Previously, I was a research-track instructor and attending physician at Washington University, within the Division of Oncology, and member of the Siteman Cancer Center. I completed my postdoctoral studies with Dr. Aadel Chaudhuri and my fellowship in Endocrinology, Metabolism, and Lipid Research at WashU, through the Physician Scientist Traning Program. Prior to fellowship, I was an Internal Medicine resident at the Brigham and Women's Hospital in Boston. I did my MD/PhD at WashU (as part of the NIH Medical Scientist Training Program), where I was advised by Dr.
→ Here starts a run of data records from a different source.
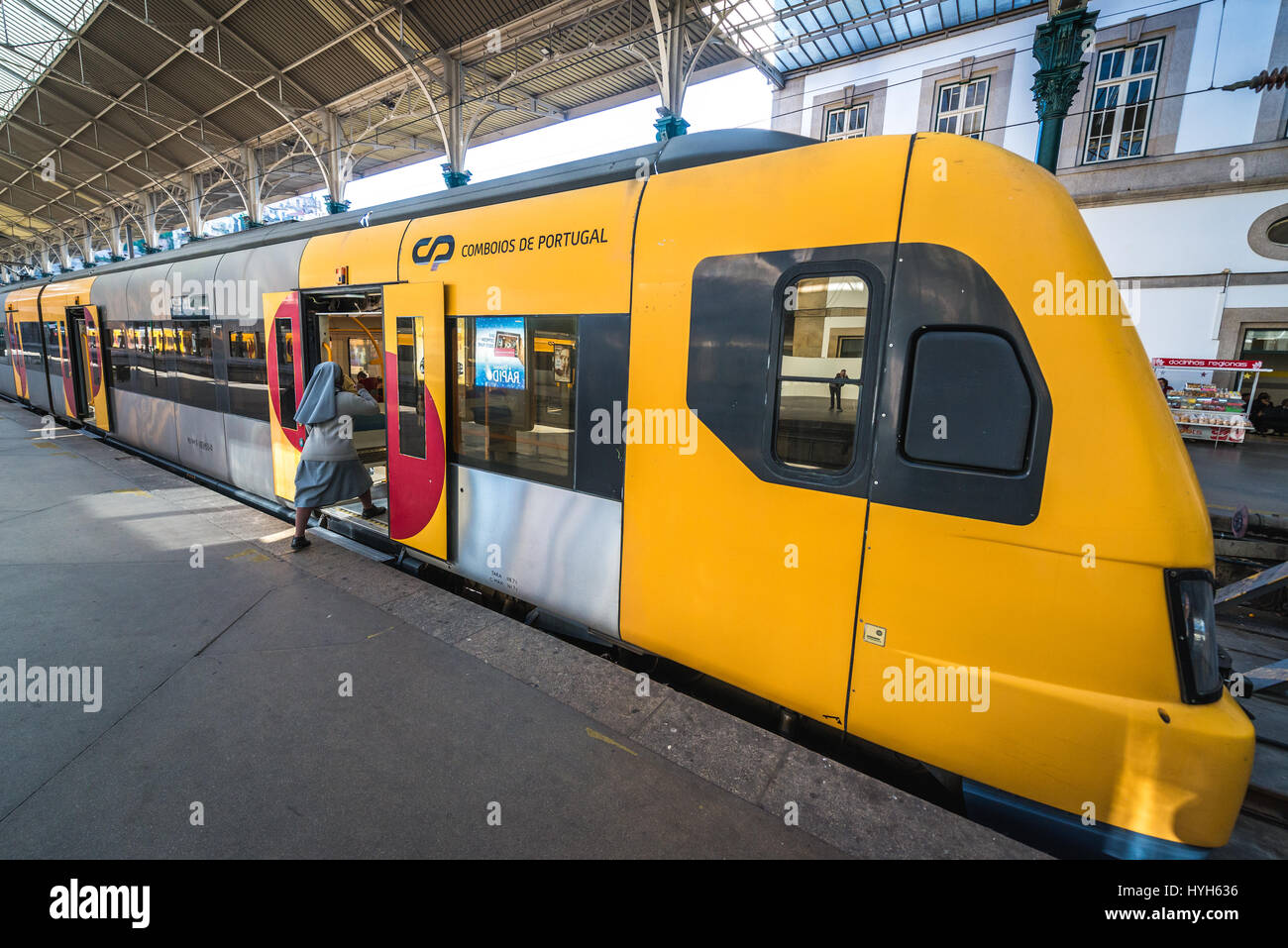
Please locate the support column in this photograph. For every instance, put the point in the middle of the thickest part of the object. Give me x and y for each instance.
(671, 62)
(192, 189)
(336, 174)
(454, 171)
(253, 185)
(1057, 48)
(151, 236)
(117, 235)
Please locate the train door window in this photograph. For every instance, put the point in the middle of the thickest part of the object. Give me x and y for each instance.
(819, 371)
(411, 386)
(366, 366)
(53, 357)
(515, 395)
(284, 357)
(119, 355)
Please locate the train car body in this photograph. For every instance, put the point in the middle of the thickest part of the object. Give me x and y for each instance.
(603, 393)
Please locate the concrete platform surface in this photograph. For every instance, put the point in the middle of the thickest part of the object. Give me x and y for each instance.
(1253, 474)
(224, 729)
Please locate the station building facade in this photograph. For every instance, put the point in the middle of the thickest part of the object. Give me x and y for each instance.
(1183, 184)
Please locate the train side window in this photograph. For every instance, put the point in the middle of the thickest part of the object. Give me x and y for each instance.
(819, 369)
(284, 357)
(119, 353)
(53, 355)
(248, 369)
(969, 403)
(515, 395)
(196, 365)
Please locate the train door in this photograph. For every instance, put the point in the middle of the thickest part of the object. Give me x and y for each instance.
(284, 384)
(88, 369)
(16, 352)
(415, 388)
(346, 326)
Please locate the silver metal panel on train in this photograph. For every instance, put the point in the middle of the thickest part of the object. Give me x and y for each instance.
(557, 549)
(191, 287)
(38, 388)
(110, 292)
(250, 455)
(146, 423)
(244, 277)
(201, 441)
(146, 296)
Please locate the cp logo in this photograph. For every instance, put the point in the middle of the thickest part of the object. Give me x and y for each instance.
(433, 250)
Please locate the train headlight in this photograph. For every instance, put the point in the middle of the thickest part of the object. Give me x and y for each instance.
(1189, 601)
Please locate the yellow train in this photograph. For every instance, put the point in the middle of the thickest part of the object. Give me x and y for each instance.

Jeff I. Gordon and funded by the NHGRI. My PhD thesis in genetics explored the impact of the gut microbiota on host epigenetic signaling, as assayed by ATAC-seq.

I graduated from MIT with degrees in Course 6 (Computer Science) and Course 7 (Biology), and briefly spent time at Google working on a framework to manage extremely large scientific datasets. At MIT, I also served as Editor in Chief of the student newspaper The Tech.

In information security, I'm currently developing a public ranking system for the security of healthcare systems (similar to the US News rankings), and previously wrote much of the modern Chrome version of the EFF's HTTPS Everywhere extension.

If you're bored, you can follow my main-belt asteroid — which looks like it's having a great time just a bit past Mars — or check the status of this legislation I helped draft that would require healthcare workers to receive yearly influenza vaccinations (long before the pandemic made that cool).